New carbon accounting method could change thinking about short-lived pollutants
Efforts to reduce methane and black carbon can deliver critical short-term benefits, according to the Global Heat Reduction Initiative. Read More

Key takeaways
- Conventional carbon accounting measures impact over 100 years, lessening the focus on short-lived drivers of global warming.
- The Global Heat Reduction Initiative is offering an alternative accounting methodology that emphasizes near-term impacts.
- The science behind the methodology is broadly accepted, but adopting it requires trade-offs in what companies and countries value.
When companies complete their carbon accounts, a single metric is generally at the heart of the numbers: tons of carbon dioxide equivalent (tCO2e), a handy means of allowing multiple greenhouse gases to be included on the same balance sheet.
But is the focus on tCO2e causing policymakers and corporates to undervalue important methods for slowing global warming? That’s the claim being made by the Global Heat Reduction Initiative (GHR), which is backed by notable scientists and is offering what it says is a more holistic form of carbon accounting. The initiative is a spin-off from SCS Global Services, a standards-setter and certifier of environmental projects.
GHR’s solution involves expanding traditional emissions accounting to include different timescales. Carbon dioxide equivalence data usually rests on estimates of the global warming potential of greenhouse gases over 100 years, relative to that of CO2. Around two-thirds of any release of methane, for example, will have left the atmosphere after around 12 years. During that time, however, the impact on warming is up to 150 times greater than CO2. And considered over the 100-year time frame used in conventional accounting, methane’s impact is diluted to 28 times greater than CO2.
Existing methods exclude some pollutants altogether, including black carbon, also known as soot. Black carbon particles survive in the atmosphere for just a week or so, but by absorbing sunlight and remitting the energy as heat, the short-term warming impact of the substance can be up to 1,500 times that of CO2. Almost 6 million tons of black carbon are emitted annually, according to the Climate and Clean Air Coalition, a project of the United Nations Environment Programme.
Holistic accounting
In the GHR version of carbon accounting, emissions are inventoried and CO2e numbers presented as normal. Alongside that data, the company also shows customers how their emissions, including black carbon, will contribute to global warming over the next 5 to 25 years.
That can affect how different mitigation options stack up against each other. GHR’s first customer is Napa Recycling and Waste Services in California. “I wasn’t really sure what we were getting into,” said resource manager William Kelley. The company’s GHR report, which it received earlier this month, highlighted the warming impact of the black carbon generated by the diesel fuel used by some of its machinery. The report also shone a light on the short-term impact of methane released from composting operations. Kelley said the analysis made him realize that it may be better to tackle those emissions before other projects, such as electrifying vehicles that run on natural gas.

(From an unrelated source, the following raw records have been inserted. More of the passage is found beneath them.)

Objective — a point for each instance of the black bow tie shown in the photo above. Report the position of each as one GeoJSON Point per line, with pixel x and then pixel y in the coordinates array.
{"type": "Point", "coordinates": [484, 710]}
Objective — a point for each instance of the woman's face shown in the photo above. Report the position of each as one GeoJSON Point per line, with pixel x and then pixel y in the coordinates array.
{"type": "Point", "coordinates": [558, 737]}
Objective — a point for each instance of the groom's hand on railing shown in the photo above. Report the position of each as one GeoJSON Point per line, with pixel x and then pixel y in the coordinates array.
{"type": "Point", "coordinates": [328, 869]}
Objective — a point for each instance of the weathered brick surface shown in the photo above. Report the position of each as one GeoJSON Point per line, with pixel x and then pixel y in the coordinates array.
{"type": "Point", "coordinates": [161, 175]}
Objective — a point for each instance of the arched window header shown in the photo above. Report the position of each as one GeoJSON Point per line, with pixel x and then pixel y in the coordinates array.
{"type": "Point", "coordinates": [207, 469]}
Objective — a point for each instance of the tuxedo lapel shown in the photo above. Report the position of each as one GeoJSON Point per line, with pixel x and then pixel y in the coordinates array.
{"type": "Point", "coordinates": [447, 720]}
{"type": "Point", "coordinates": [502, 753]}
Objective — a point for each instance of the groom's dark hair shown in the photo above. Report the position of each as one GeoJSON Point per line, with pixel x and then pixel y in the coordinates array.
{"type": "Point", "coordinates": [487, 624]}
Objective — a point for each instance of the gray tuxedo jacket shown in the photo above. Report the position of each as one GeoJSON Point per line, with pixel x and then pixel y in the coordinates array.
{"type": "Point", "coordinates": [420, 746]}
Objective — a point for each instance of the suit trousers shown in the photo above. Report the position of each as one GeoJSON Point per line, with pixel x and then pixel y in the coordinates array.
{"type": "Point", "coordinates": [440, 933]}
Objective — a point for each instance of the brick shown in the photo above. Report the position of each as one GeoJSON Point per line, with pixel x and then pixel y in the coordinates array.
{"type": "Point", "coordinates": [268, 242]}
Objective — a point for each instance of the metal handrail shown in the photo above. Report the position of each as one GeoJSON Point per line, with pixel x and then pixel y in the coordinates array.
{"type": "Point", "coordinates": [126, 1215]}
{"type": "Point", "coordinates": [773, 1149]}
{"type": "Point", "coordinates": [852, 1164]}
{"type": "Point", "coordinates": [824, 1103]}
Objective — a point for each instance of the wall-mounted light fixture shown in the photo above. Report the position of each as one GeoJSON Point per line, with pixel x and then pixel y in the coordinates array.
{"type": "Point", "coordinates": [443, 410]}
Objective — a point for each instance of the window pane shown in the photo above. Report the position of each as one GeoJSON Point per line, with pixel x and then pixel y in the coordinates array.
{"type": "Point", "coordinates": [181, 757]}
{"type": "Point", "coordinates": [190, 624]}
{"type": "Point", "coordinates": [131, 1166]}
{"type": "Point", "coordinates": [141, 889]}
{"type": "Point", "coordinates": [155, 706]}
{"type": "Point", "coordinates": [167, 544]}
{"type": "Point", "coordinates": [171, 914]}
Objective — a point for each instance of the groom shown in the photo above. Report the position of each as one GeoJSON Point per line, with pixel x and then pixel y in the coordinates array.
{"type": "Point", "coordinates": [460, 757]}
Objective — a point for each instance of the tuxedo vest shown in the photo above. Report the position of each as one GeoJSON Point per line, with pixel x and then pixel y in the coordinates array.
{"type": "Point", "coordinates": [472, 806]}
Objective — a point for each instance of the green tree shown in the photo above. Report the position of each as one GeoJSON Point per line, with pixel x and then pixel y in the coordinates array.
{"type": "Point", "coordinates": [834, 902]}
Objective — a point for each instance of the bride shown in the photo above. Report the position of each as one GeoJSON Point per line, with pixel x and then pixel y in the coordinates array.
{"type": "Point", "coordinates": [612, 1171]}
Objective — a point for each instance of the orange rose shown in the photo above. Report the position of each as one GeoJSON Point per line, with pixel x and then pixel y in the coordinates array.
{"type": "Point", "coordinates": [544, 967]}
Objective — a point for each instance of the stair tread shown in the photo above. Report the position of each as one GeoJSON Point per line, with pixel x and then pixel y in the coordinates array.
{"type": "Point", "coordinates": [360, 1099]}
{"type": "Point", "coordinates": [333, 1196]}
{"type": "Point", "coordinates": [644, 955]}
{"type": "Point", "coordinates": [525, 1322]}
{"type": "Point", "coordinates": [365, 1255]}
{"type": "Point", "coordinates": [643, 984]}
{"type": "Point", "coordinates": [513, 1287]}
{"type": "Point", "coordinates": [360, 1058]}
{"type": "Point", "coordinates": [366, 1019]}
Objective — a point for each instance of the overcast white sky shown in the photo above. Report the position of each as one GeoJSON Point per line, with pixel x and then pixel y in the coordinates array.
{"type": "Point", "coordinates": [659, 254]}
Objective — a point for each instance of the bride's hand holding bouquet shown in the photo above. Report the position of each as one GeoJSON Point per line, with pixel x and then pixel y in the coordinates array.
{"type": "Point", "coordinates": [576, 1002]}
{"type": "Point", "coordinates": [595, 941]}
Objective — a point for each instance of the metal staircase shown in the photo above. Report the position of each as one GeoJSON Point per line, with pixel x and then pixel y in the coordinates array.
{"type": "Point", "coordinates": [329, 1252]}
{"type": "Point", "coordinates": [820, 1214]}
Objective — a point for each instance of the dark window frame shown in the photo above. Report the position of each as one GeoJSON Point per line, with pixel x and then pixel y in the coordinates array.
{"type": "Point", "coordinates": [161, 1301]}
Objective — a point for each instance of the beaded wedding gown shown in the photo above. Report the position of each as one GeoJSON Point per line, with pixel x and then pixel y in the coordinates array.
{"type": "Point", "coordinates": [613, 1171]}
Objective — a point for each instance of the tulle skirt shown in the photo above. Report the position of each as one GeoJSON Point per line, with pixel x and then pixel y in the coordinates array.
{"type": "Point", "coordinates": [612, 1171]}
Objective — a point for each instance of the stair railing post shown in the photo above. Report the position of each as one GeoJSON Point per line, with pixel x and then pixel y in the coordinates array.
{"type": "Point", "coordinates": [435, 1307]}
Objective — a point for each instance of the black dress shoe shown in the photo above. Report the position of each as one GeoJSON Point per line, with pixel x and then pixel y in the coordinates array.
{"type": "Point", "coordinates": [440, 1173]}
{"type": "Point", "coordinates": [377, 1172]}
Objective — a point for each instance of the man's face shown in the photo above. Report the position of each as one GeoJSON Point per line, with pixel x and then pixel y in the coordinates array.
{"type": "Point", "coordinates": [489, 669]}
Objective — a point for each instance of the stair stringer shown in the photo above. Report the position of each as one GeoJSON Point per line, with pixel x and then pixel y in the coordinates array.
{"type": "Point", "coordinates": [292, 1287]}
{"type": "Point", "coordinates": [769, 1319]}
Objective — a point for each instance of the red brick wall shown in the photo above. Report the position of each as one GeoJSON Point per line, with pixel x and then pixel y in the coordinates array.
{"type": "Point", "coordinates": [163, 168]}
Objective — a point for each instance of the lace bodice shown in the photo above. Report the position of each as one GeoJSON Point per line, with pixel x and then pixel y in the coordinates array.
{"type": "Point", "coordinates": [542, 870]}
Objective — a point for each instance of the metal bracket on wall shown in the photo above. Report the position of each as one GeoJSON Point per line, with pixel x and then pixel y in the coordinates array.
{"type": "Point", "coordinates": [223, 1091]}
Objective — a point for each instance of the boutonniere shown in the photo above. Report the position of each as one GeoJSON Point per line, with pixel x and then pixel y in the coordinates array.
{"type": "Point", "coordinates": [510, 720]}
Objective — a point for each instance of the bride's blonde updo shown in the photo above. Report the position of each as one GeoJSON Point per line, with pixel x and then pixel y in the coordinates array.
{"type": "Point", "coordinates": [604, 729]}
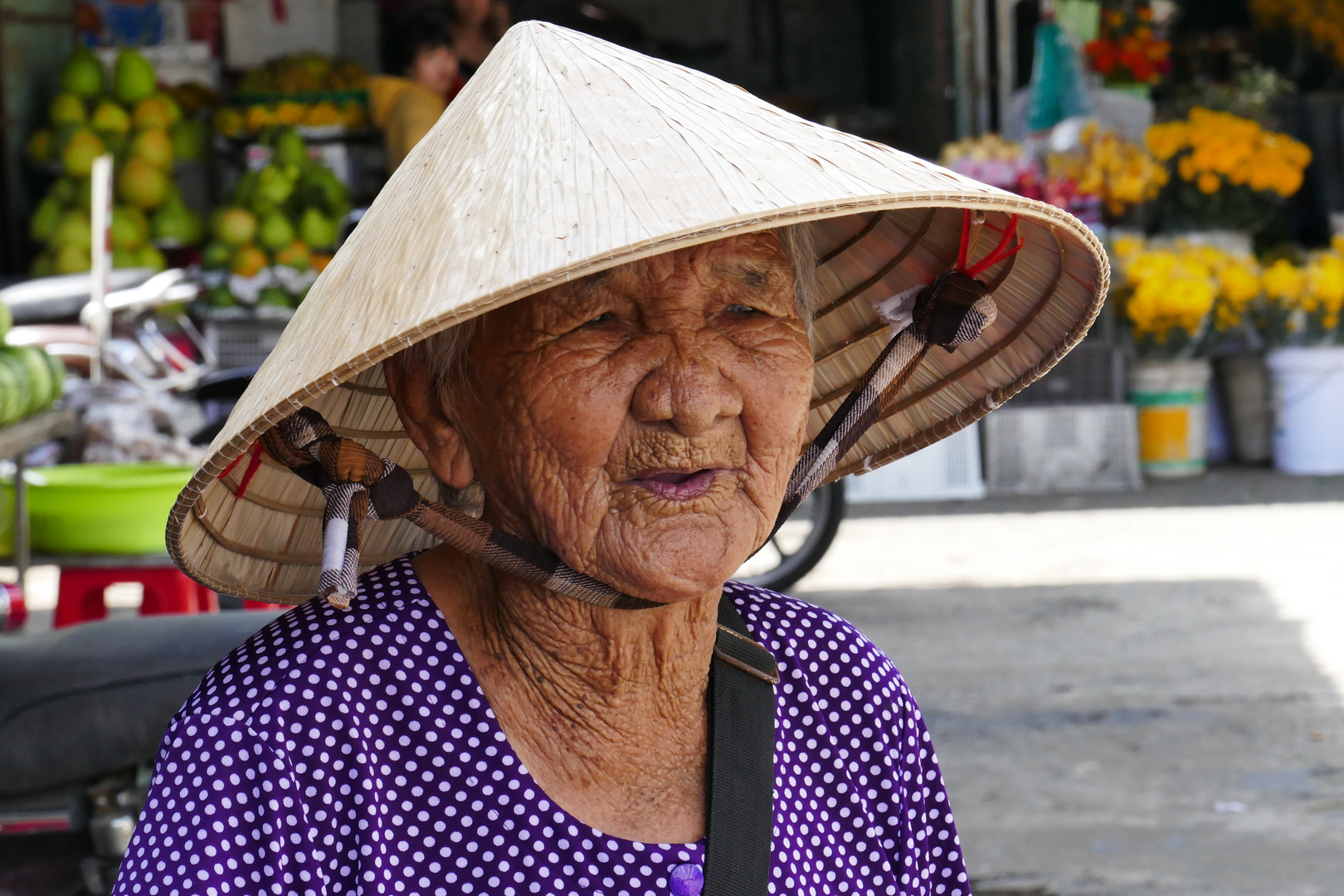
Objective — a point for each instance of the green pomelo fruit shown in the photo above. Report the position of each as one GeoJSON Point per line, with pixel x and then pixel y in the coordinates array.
{"type": "Point", "coordinates": [71, 260]}
{"type": "Point", "coordinates": [273, 186]}
{"type": "Point", "coordinates": [216, 256]}
{"type": "Point", "coordinates": [74, 229]}
{"type": "Point", "coordinates": [275, 231]}
{"type": "Point", "coordinates": [151, 257]}
{"type": "Point", "coordinates": [141, 184]}
{"type": "Point", "coordinates": [155, 112]}
{"type": "Point", "coordinates": [273, 297]}
{"type": "Point", "coordinates": [41, 145]}
{"type": "Point", "coordinates": [236, 227]}
{"type": "Point", "coordinates": [221, 297]}
{"type": "Point", "coordinates": [82, 74]}
{"type": "Point", "coordinates": [129, 229]}
{"type": "Point", "coordinates": [247, 261]}
{"type": "Point", "coordinates": [45, 219]}
{"type": "Point", "coordinates": [78, 155]}
{"type": "Point", "coordinates": [132, 77]}
{"type": "Point", "coordinates": [12, 397]}
{"type": "Point", "coordinates": [110, 119]}
{"type": "Point", "coordinates": [318, 230]}
{"type": "Point", "coordinates": [323, 188]}
{"type": "Point", "coordinates": [295, 256]}
{"type": "Point", "coordinates": [153, 147]}
{"type": "Point", "coordinates": [66, 109]}
{"type": "Point", "coordinates": [188, 140]}
{"type": "Point", "coordinates": [178, 223]}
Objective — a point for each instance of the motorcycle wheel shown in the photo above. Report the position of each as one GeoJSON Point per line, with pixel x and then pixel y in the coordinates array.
{"type": "Point", "coordinates": [800, 543]}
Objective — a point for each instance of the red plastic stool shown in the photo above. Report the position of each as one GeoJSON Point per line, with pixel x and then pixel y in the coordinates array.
{"type": "Point", "coordinates": [80, 597]}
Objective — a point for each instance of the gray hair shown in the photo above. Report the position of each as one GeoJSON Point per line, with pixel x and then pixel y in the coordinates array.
{"type": "Point", "coordinates": [446, 353]}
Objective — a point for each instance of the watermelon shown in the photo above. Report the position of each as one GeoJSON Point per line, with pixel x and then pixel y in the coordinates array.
{"type": "Point", "coordinates": [39, 375]}
{"type": "Point", "coordinates": [14, 388]}
{"type": "Point", "coordinates": [58, 375]}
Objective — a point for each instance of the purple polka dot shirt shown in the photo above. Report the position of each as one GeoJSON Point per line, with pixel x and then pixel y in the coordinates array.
{"type": "Point", "coordinates": [353, 752]}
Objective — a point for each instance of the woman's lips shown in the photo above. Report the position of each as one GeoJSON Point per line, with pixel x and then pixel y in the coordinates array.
{"type": "Point", "coordinates": [676, 485]}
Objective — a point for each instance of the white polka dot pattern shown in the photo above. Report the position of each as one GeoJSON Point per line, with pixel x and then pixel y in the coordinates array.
{"type": "Point", "coordinates": [353, 752]}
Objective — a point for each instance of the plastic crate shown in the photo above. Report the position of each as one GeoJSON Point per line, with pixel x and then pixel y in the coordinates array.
{"type": "Point", "coordinates": [947, 470]}
{"type": "Point", "coordinates": [245, 342]}
{"type": "Point", "coordinates": [1092, 373]}
{"type": "Point", "coordinates": [1077, 448]}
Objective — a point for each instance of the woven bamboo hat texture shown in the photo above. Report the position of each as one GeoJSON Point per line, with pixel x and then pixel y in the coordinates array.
{"type": "Point", "coordinates": [565, 156]}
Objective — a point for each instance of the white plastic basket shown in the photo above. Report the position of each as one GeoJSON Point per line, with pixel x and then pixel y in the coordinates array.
{"type": "Point", "coordinates": [947, 470]}
{"type": "Point", "coordinates": [1071, 448]}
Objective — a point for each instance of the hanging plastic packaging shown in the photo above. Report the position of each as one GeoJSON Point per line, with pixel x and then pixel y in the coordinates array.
{"type": "Point", "coordinates": [1058, 90]}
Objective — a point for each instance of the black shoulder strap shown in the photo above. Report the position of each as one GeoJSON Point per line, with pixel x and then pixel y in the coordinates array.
{"type": "Point", "coordinates": [743, 680]}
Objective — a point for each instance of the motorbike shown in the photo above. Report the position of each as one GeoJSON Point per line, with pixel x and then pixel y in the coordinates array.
{"type": "Point", "coordinates": [81, 715]}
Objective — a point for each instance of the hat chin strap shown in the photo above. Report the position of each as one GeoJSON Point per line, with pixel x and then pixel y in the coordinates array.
{"type": "Point", "coordinates": [359, 485]}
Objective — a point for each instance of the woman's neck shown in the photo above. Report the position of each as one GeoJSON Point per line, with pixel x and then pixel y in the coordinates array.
{"type": "Point", "coordinates": [606, 709]}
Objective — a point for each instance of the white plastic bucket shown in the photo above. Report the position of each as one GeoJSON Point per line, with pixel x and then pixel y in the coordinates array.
{"type": "Point", "coordinates": [1172, 403]}
{"type": "Point", "coordinates": [1308, 394]}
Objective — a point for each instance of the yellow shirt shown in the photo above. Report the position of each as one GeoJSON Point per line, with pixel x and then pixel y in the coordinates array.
{"type": "Point", "coordinates": [405, 112]}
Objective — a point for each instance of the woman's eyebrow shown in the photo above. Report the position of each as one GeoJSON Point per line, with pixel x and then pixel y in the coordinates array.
{"type": "Point", "coordinates": [753, 275]}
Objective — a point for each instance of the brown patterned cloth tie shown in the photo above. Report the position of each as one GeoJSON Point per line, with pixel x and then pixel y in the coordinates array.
{"type": "Point", "coordinates": [359, 485]}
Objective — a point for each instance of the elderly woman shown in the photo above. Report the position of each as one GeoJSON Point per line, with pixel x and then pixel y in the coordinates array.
{"type": "Point", "coordinates": [631, 338]}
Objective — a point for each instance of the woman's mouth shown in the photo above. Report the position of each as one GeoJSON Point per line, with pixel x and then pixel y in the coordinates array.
{"type": "Point", "coordinates": [676, 485]}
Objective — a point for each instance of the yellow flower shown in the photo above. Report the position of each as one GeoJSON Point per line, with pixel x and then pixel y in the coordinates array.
{"type": "Point", "coordinates": [1283, 282]}
{"type": "Point", "coordinates": [1168, 139]}
{"type": "Point", "coordinates": [1326, 284]}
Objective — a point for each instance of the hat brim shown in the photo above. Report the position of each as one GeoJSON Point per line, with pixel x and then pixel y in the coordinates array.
{"type": "Point", "coordinates": [386, 292]}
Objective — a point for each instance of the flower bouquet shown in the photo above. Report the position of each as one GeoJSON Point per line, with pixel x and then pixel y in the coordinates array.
{"type": "Point", "coordinates": [1229, 171]}
{"type": "Point", "coordinates": [1108, 168]}
{"type": "Point", "coordinates": [1127, 52]}
{"type": "Point", "coordinates": [1301, 305]}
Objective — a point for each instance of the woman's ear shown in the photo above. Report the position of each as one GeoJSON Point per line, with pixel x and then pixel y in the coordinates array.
{"type": "Point", "coordinates": [422, 414]}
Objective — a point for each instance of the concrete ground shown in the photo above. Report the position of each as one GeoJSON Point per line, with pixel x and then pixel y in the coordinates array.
{"type": "Point", "coordinates": [1132, 694]}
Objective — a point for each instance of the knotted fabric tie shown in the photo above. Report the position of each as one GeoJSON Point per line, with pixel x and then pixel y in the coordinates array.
{"type": "Point", "coordinates": [951, 310]}
{"type": "Point", "coordinates": [359, 485]}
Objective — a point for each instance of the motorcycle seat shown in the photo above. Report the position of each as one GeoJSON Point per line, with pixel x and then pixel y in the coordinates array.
{"type": "Point", "coordinates": [95, 698]}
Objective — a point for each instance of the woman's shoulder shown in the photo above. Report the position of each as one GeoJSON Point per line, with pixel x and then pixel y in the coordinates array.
{"type": "Point", "coordinates": [307, 645]}
{"type": "Point", "coordinates": [804, 633]}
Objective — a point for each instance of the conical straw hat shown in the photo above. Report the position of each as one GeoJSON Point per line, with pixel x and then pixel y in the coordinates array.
{"type": "Point", "coordinates": [565, 156]}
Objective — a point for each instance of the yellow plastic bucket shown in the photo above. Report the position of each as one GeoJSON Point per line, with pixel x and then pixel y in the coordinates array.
{"type": "Point", "coordinates": [1172, 403]}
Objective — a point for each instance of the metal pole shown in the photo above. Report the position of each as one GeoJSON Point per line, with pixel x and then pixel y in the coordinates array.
{"type": "Point", "coordinates": [101, 258]}
{"type": "Point", "coordinates": [22, 555]}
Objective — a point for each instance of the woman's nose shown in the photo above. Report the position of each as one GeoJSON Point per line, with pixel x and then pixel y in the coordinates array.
{"type": "Point", "coordinates": [687, 388]}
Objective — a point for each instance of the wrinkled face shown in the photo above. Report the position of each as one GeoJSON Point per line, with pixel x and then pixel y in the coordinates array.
{"type": "Point", "coordinates": [643, 422]}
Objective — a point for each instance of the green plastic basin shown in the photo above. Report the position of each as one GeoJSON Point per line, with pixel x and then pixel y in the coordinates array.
{"type": "Point", "coordinates": [101, 508]}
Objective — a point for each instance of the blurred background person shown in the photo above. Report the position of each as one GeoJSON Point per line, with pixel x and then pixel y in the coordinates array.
{"type": "Point", "coordinates": [424, 75]}
{"type": "Point", "coordinates": [477, 27]}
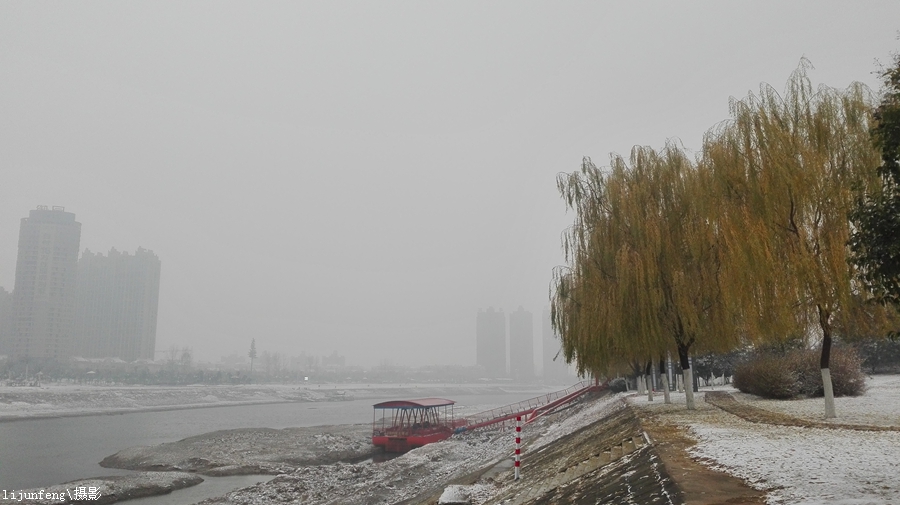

There are other interventions that are revealed as more important when viewed through the GHR lens, added Kiff Gallagher, the company’s executive director. Reducing food waste from company cafeterias, which helps cut methane emissions, is one example. So is making warehouse roofs more reflective to bounce sunlight back into space. “Maybe by taking an investment there with a reflective surface you would actually bend the heat curve more rapidly and more effectively than if you partnered with a plant-a-tree nonprofit,” he said.
Judgment call
The science behind GHR’s methods is broadly accepted and may be gaining in importance. The company’s advisory board includes Drew Shindell, a climate scientist at Duke University who has advocated for a greater focus on short-lived climate pollutants. The issue is also being taken up by the IPCC. Last month, scientists met in Bilbao, Spain, to begin work on an IPCC methodology for measuring short-lived pollutants, which is due to be published in 2027.
Scientific agreement on the principles does not mean the accounting system will be adopted, however. Zeke Hausfather, climate research lead at the payment company Stripe, noted that there has been a push among climate scientists for countries and companies to set specific targets for different greenhouse gases rather. But, he added, there are fundamental differences in opinion about how to treat the issue of different timescales.
The dominant view is that we should focus on stabilizing the climate by restricting long-term warming to less than 1.5 or 2 degrees Celsius. A more economics-based approach would be to apply a discount to longer-term impacts and focus instead on maximizing near-term reductions. Determining which view is correct is difficult, noted Hausfather, because the answer rests on a value judgment about present and future generations: “How are you valuing an immediate big effect versus a smaller long-term effect?”